Just know this - if we do not make right choices, God will find another way.
If we do not obey God, he will find someone who will.
If you do not live out your God-given destiny - God will accomplish His purpose through someone else.
It will be a great loss, but not one that cannot be overcome.
Adam and Eve had another son, Seth, from whom a righteous line would survive, and from which would come the Messiah.
Jesus the messiah is called, “the second Adam.”
He became the sacrifice for sin.
His death brought the possibility of regeneration - good overcoming evil.
The writer to the Hebrews speaks of Jesus death as the answer to Abel’s cries.
Hebrews 12:24 ESV
24 and to Jesus, the mediator of a new covenant, and to the sprinkled blood that speaks a better word than the blood of Abel.
Abel’s blood calls for justice - Jesus brought that justice.
Abel’s blood reminds us of guilt and sin - Jesus’ blood tells us that we are forgiven.
Abel’s blood says that death has arrived - Jesus’ blood says that new life has come!
Which voice are you listening to?
Deuteronomy 30:19 NLT
19 “Today I have given you the choice between life and death, between blessings and curses.
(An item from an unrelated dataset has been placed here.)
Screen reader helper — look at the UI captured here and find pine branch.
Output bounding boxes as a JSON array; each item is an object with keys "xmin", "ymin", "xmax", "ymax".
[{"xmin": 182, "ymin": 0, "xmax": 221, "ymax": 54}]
Now I call on heaven and earth to witness the choice you make. Oh, that you would choose life, so that you and your descendants might live!

Questions for reflection:

Do feel the need for affirmation and validation? Where do you go to get it? Do you get angry when you don’t get it? Did you know that as a child of God you already have it?
Are you like Cain, a person with a past? Have you taken responsibility for it? Or are you still running from it? What if, what you thought was God’s punishment was really His mercy? He has not given up on you.
What seeds have you sown that you would rather not reap? Jesus died to intervene in our sowing and reaping. Ask him to rule over your heart and to turn your bad seed into good seed.